The AFC East certainly gave NFL fans something to talk about last year, and the off-season has festered and produced even more questions for the upcoming season. One thing is for certain: unpredictability will be the story this year.

We start at the top of the division with last years AFC East Champs, the Miami Dolphins. As far as defense goes, the Dolphins were middle of the pack last year in total defense. They played a bend but not break defensive style though, as they finished in the top ten in scoring defense.

The addition of playmaking CB Vontae Davis out of Illinois will help shore up their secondary which was a problem at times for them last year, as they finished 25th in passing defense. Also in to help out the cause are CB Sean Smith and FS Chris Clemons, who will add depth and speed.

The offensive side of the ball was a huge bright spot for the Dolphins in 2008. Chad Pennington led a passing offense that ranked 10th in the league, and head coach Tony Sperano also helped integrate the Wildcat formation into the offense, which enjoyed moderate success.

Miami drafted QB Pat White out of West Virginia, who will certainly see time in the Wildcat package, and will compete with Chad Henne for the backup role.

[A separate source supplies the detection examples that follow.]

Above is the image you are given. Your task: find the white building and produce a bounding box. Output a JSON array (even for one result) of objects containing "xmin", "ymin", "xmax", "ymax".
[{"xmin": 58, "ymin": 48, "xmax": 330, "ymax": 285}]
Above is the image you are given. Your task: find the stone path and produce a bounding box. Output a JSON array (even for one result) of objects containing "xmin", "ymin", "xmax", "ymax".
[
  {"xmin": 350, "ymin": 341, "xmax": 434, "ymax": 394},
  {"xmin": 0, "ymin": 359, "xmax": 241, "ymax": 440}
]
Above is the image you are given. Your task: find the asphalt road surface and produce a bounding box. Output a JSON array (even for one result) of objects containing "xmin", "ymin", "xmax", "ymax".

The running back tandem of Ronnie Brown and Ricky Williams proved to be successful, and I expect the running game will only improve as the offensive line matures.

Miami will be good again in 2009, but I don't see them repeating as division champs. There are still questions about Pennington's durability and arm strength, although he proved he didn't need a gun of an arm to win last year.

Teams will also be more on the lookout for the wildcat as well, so it may not be as successful as it was last year. I give the Dolphins anywhere from 8 to 10 wins, and they will certainly compete for a playoff spot.

Next on our list are the New England Patriots. The Patriots bounced back to finish 11-5 last year despite losing their MVP quarterback Tom Brady in week one. Brady will be back, and a reloaded defense should give Patriots fans expectations of bringing the division crown back to Foxboro.

The Patriots struggled on offense at times last year, which was to be expected with Tom Brady out of commission. However by week five Cassel hit his stride and the Patriots began to prove that they are not a one man show.

With Brady back I fully expect the offense to be near tops in the league again, with perhaps the most dominant passing attack in the NFL.

New England also proved that they were not just a passing attack last year, when they finished fifth in the league in rushing offense. When Lawrence Maroney was out last year, the combined efforts of Kevin Faulk, Sammy Morris, and Benjarvus Green-Ellis carried the Pats' running game.

With the addition of Fred Taylor, New England enters the 2009 season with perhaps the deepest running back corps in the league.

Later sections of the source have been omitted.